Larry Niven and Jerry Pournelle’s Lucifer Hammer tells the tale of the last year of humanity before a global civilization killing comet slams into the Earth, as well as looking at the aftermath of the impact. It follows numerous characters, letting you see how very different people react first to the possibility and then to the consequences of this event. The choice of focusing this otherwise global story in the state of California allows for an interesting mix of different cultures and social classes to come together and aggregate, showing just how upside down society would become in this new world.
As you begin the book, you find it introducing character after character after character, making one wonder if there is anyway the story can tie them all together. As it turns, out, the book can, and it does so incredibly well. There are characters from very different walks of life, and thus one imagines that the shattering effects of a civilization ending threat would show of their different skills, but not really bring them together. Initially reading this, I wondered to what extent it was realistic that all these people’s lived ended up intertwined, particularly after such a disaster.
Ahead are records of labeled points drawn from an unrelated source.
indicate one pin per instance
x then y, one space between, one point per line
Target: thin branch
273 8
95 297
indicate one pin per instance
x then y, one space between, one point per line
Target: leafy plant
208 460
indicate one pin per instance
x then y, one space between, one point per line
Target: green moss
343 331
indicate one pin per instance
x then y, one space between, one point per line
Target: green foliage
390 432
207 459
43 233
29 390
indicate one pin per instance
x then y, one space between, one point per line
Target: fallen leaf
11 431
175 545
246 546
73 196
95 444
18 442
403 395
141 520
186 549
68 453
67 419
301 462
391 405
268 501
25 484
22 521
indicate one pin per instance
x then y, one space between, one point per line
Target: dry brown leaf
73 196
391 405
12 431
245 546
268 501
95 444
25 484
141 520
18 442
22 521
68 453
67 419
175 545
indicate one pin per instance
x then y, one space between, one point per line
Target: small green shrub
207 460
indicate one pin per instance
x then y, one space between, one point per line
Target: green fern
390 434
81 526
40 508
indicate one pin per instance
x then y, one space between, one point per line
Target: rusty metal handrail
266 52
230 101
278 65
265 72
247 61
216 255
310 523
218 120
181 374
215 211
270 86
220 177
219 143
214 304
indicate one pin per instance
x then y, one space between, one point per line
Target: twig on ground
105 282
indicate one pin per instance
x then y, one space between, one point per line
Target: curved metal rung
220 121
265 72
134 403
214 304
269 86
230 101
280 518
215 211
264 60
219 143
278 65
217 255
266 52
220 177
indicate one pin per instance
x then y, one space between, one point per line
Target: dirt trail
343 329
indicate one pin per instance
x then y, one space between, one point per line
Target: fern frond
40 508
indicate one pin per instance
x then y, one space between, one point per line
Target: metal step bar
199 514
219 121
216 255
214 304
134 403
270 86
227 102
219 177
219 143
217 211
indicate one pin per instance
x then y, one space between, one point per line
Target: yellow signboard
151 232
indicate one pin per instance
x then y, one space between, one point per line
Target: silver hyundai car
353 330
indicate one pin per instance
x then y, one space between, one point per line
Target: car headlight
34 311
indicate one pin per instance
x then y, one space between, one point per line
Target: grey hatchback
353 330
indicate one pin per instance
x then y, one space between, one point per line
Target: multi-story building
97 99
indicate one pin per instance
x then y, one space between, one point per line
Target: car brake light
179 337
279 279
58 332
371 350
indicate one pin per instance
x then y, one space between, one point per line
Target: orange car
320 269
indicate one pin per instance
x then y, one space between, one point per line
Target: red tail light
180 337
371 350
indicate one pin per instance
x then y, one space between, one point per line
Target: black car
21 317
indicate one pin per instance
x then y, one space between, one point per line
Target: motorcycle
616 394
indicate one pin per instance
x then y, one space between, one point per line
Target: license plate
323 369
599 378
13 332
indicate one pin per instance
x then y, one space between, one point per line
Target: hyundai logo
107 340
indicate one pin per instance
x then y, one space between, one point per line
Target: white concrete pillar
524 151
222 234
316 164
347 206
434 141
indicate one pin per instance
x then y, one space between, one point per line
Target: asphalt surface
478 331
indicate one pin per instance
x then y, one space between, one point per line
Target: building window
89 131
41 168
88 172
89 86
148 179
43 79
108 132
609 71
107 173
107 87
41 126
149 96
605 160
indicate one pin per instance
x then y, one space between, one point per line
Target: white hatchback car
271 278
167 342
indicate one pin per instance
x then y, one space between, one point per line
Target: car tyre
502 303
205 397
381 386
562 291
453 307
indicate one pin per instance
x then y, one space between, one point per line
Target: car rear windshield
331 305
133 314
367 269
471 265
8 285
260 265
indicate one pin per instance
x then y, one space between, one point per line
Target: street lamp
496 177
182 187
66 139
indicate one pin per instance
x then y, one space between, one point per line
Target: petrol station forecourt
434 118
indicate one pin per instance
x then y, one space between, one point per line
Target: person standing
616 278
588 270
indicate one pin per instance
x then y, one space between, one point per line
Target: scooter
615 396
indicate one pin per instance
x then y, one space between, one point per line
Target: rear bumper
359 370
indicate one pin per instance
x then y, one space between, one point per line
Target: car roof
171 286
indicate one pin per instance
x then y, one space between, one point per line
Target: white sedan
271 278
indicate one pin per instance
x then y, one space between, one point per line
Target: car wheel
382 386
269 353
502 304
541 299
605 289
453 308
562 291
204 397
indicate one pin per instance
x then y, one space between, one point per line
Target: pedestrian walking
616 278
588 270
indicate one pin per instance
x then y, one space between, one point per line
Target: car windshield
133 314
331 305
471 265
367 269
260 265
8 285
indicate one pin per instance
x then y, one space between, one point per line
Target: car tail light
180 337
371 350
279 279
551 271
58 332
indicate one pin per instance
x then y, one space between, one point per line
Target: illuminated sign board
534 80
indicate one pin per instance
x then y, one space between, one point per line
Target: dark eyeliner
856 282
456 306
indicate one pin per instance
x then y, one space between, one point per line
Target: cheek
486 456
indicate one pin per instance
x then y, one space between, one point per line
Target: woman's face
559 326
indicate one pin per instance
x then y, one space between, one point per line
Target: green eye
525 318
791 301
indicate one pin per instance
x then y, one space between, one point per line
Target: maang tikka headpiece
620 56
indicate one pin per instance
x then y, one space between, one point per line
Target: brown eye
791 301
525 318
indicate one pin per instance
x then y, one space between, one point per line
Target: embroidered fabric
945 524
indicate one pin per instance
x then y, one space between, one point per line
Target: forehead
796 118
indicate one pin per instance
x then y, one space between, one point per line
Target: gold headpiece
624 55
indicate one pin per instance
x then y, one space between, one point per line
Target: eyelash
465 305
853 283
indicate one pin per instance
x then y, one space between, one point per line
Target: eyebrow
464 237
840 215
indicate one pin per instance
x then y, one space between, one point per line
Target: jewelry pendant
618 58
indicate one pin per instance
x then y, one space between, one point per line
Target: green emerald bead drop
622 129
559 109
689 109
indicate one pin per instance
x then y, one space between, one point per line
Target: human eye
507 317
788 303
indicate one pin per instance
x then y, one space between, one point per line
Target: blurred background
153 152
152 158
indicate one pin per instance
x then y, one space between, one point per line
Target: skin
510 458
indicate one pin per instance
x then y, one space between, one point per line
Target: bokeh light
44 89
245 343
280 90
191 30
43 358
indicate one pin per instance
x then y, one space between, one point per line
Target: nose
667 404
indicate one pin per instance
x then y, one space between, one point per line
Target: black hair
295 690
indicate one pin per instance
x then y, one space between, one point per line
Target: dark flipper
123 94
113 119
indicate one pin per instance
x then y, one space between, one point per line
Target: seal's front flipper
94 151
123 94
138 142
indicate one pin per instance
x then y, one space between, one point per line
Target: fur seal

But thinking about it further, it made sense. Humans are a social species, and we do strive to group together. It does make sense that they would huddle together so after a tragedy.
The book this ended up reminding me most of was Stephen King’s The Stand, a book I abandoned out of boredom some five or six year ago. Specifically, Lucifer’s Hammer had all the elements of a more secular apocalypse story, and thus had everything interesting about King’s story without any of the really boring garbage. For instance, while that book has an antagonist who is evil purely by fiat (he begins the story evil and we are never told why it is the case short of the non-answer ‘destiny!’), this book gives us several interesting and complex characters who, once they encounter and influence each other, lead each other down a rabbit hole of evil that is, due to your actually witnessing it. This makes their evil, and the their horrific actions, actually scary, thus giving the book very real stakes for the reader.
The shows us just how delicate our civilization is to an indifferent universe.